概要
許されざる呪文のひとつで、通称「磔の呪い」。
この呪文をかけられたものは、耐え難い苦痛に悶え苦しみ、かけ続けられればやがて廃人に至る。
作中の表現では、この呪文の前では、どんな拷問器具も及ばないと評価されており、「全身を1000本の灼熱のナイフで刺されるような感覚」を与え、被術者に「死んだ方がマシだ!」と思わせるほどである。
しかしこの呪文の最大の特徴は、一切の身体的外傷を伴わないため、何度かけられても命に別状はない。また呪文を止めれば苦痛も忽ち収まる。
詳細な説明がなされていないものの、痛覚そのものに作用する呪文だからと考えられる(ノーシーボ効果で死ぬ可能性がありそうなものだが…)。
ただし、余りに長時間この呪文にかけられると被術者は、心的外傷後ストレス障害を負い、精神治療を受ける必要が出てくる。

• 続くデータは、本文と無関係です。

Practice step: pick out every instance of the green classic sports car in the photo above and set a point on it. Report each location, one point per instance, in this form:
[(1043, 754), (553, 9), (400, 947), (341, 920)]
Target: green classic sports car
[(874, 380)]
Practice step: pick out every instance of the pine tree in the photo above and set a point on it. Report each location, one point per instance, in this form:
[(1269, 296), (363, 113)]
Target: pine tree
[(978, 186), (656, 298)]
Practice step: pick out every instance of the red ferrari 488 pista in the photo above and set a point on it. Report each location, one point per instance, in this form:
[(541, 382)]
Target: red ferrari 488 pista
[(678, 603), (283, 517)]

最悪の場合は廃人となってしまう。
このような結果は、他の呪文でも長時間かけられ続けた場合に見られるが、どれほど苦痛を与えられても死ねないという特性から、ある意味死の呪いより恐ろしいものだとされている。
非常に強力な呪文であり、軽はずみに唱えても効果を発揮することはなく、『本気』で唱えなければならないとされている。
作中の表現を引用すると「相手を苦しめることを楽しむぐらいでないと真価はでない」と説明され、呪文が不完全な時は、効果が薄く短時間で解けてしまう。

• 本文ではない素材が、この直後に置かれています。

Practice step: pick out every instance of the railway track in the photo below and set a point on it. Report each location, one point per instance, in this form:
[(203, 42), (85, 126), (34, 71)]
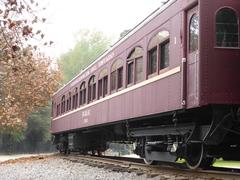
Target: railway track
[(163, 171)]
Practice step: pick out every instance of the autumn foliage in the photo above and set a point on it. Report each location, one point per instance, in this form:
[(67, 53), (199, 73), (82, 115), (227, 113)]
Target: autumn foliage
[(27, 78)]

この呪文の性格上、何度も繰り返し使用した魔法使いのクルーシオは、経験の浅い魔法使いが使用した場合より格段に効果を発揮することが分かっている。
もともとは、拷問のために開発され、のちに決闘で相手の動きを完全に抑え込むためなどに使用された。
実際にこの呪文を受けた者は、身動き一つできなくなるものの、生命に支障が出ない(もっとも魔法界では、よほどの大怪我であっても治療が間に合うのだが)。
また真実薬が入手できない場合や相手を自白させる呪文が信用できない場合、拷問に用いられるようにもなったが、やはり苦痛によって知り得た情報にも同じく信頼がおけないため、あまり有用な使用法とは見做されていない。
そもそも魔法族にとって尋問する前に秘密を知る人間と秘密を知らない人間を区別する方法があり(開心術)、その上で知りたい情報だけを自白させる方法(真実薬)があるため、拷問の呪文そのものが役に立たないという事情がある(一応開心術や服従呪文等、精神力や反対呪文でレジスト出来る術を使用する前にこれをかけて、抵抗する術を奪うという使い方はある)。
また、「闇の帝王の並大抵の閉心術をこじ開ける開心術」と「真実薬及び服従の呪文による自白」への対抗策として「忘却呪文を自分にかけておく」という行動をとった者に対し、闇の帝王が当呪文を使用して忘却呪文を打ち消し、忘れ去ったはずの記憶を無理矢理引き戻すという荒業を行った事があるが、これも結局「忘却呪文で忘れている」のか、「本当に知らない」のかがわからなければやはりどうしようもない。
作中の使用例
ベラトリックス・レストレンジの十八番。
ネビルの両親、フランクとアリスを精神病院送りにした(ただし彼女一人で二人を廃人にしたわけではない)。
原作の神秘部の戦いにおいてはネビル本人にもこの呪文をかけている。
ハリーは5巻でシリウスを殺された怒りのあまり、ベラトリックスに対してこの呪文を使ったものの、一瞬苦痛を与える程度の効果しか出せなかった。
しかしその後7巻ではミネルバ・マクゴナガルを侮辱したアミカス・カローに対して再び使用し、その際は本来の効果を発動させ気絶に追い込んだ。
怒りの度合いで言えばシリウスを殺された怒りも凄まじいはずだが、やはりハリーは闇の魔術を使う訓練は受けておらず、コツを知らなかったことが大きいだろう。
皮肉にも5巻でベラトリックスが調子に乗ってこの呪文のコツをハリーに講釈してしまったため、7巻でアミカスがそのツケを払うことになったと言える。
ちなみにそのアミカスは、その年のホグワーツにおける『闇の魔術に対する防衛術』教師という名目で実質的に闇の魔術そのものを生徒達に教えていたが、あろうことか規則を破った生徒をこの呪文を教える為の実験台にして、他の生徒達にこの呪文を使わせるという倫理観や生徒の人権を完全に無視した非道な授業を課していた。